Les Français sont les rois de l’épargne, vraiment une bonne nouvelle pour leur pouvoir d’achat ?
A force de réciter La Cigale et la Fourmi en primaire, le Français serait-il devenu trop économe ? Depuis 2019, le taux d’épargne a augmenté de trois points, atteignant 18,2 % des revenus disponibles du pays en 2024. Mais si la Cigale finit certes par se geler les miches dans la fable, vouloir trop garder ses sous pourrait également s’avérer nuisible. Au point que la Caisse des dépôts parle d’un phénomène de « surépargne ». Complétons donc la fable :
« La Fourmi ayant épargné,
Toute l’année,
Elle se trouva fort lésée,
Quand l’économie continua de stagner. »
Il faut dire qu’une telle hausse en pleine inflation historique va à l’encontre des principales théories économiques. « Il était d’usage de penser qu’en période de forte hausse des prix, comme on a connu à partir de la fin 2021, la consommation allait grimper, atteste Denis Ferrand, économiste et directeur général de Rexecode, cabinet d’études en conjoncture économique. La logique voudrait qu’on achète au plus vite aujourd’hui ce qui sera plus cher demain ». A tel point que les prévisions de l’Insee et de la Banque de France indiquent, depuis cinq ans déjà, que l’épargne va baisser. A chaque fois à tort.
Des profils d’épargnants toujours plus valorisés
Alors, comment expliquer une telle fourmisation ? Premièrement, le profil type de l’épargnant. « Plus on est âgé, plus on épargne », indique Denis Ferrand. Ainsi, un actif place en moyenne 15 % de ses revenus en épargne, contre 25 % chez une personne de plus de 65 ans. Or, non seulement la population vieillit, mais les pensions de retraite sont revalorisées chaque année pour suivre l’inflation, ce qui augmente automatiquement le taux d’épargne des Français.
Ensuite, « les revenus les plus aisés ont connu une amélioration conséquente de leur pouvoir d’achat », développe François Geerolf, professeur d’économie et spécialiste des questions de placement. Suppression de l’Impôt sur la fortune et de la taxe d’habitation, Flat tax, baisse de l’impôt sur les sociétés, les mesures ne manquent pas depuis 2017. « Naturellement, les plus hauts revenus sont ceux qui épargnent le plus ».
Une épargne surestimée ?
Et pour le Français moyen ? Denis Ferrand a bien son idée : « Avec l’inflation, il y a une érosion de la valeur du patrimoine des ménages – ils peuvent acheter moins de choses avec, ce qui peut pousser à l’épargne afin de maintenir un pouvoir d’achat suffisant pour le futur, ou à dépenser quand la situation économique sera meilleure ».

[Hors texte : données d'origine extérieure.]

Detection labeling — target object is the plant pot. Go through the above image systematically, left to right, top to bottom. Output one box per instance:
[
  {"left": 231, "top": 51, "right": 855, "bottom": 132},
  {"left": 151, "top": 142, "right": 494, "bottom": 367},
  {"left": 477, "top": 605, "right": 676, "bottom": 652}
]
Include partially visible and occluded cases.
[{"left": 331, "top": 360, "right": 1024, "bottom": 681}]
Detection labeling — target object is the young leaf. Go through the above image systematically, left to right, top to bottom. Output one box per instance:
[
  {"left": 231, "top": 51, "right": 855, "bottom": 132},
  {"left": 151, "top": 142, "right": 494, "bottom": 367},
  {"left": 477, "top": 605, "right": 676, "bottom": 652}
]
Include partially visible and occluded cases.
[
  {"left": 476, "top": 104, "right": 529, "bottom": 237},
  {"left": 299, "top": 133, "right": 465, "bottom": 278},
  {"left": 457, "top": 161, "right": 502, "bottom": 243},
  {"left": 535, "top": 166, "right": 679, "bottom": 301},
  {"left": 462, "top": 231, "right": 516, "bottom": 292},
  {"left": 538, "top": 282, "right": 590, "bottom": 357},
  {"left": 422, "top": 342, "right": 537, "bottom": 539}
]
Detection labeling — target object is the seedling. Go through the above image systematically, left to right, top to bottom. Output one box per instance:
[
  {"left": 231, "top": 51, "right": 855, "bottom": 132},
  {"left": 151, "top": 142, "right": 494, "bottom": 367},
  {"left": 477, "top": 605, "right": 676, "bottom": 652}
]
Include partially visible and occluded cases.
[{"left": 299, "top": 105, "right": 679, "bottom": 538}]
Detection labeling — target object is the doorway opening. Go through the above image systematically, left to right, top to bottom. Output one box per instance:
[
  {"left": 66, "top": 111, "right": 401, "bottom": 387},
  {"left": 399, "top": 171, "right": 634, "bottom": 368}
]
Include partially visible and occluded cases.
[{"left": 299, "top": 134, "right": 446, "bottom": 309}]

Quitte à parfois surestimer leur épargne ? Prenons le Livret A, de loin le chouchou. Ce dernier possède un taux d’intérêt en apparence avantageux de 3 %. Mais avec une inflation annuelle estimée à 2 % en 2024, son taux réel n’est que de 1 %. Tout de suite moins impressionnant. De nombreux livrets, avec des taux inférieurs à 2 %, sont même – de fait – à perte.
Trop d’épargne, une mauvaise nouvelle ?
Les ménages en sont-ils conscients ? « Il est possible que le gain de l’épargne soit surestimé pendant cette période de hausse des prix », estime François Geerolf. « Le Français est plus au courant des taux des livrets que du chiffre précis de l’inflation annuelle, et ne la prend pas forcément en compte dans ses calculs ».
Tout cet argent qui dort pépère pourrait finir par être nocif, estime François Geerolf : « Il est certain que privilégier l’épargne à la dépense fait baisser la consommation, et donc la croissance et le PIB ». Même si l’expert reconnaît que c’était un peu le but recherché, au moment où la Banque centrale européenne a décidé d’une augmentation des taux. « En favorisant l’épargne, on baisse l’inflation puisqu’on diminue la demande, et donc l’offre ne peut pas augmenter ses prix continuellement. » Un plan qui aurait, peut-être, trop bien marché.
Et maintenant ?
Philippe Crével, économiste et directeur du Cercle de l’Epargne, se veut plus clément : « Je ne crois pas qu’il faille condamner l’épargne, a fortiori dans les périodes de doutes politiques et économiques comme c’est le cas en France. » Et si l’épargne peut éventuellement être nuisible pour le PIB, « il ne faut pas oublier que voir autant d’argent sur les comptes des Français a rassuré les agences de notation au moment de juger de notre capacité à résorber notre déficit. » Pas si bête, les fourmis.
Et pour 2025 ? Malgré la baisse de l’inflation et celle des taux des différents livrets, l’Insee et Banque de France prévoit une épargne encore très importante cette année. Viseront-ils juste cette fois ? Cigale ou fourmi, le Français reste avant un animal imprévisible.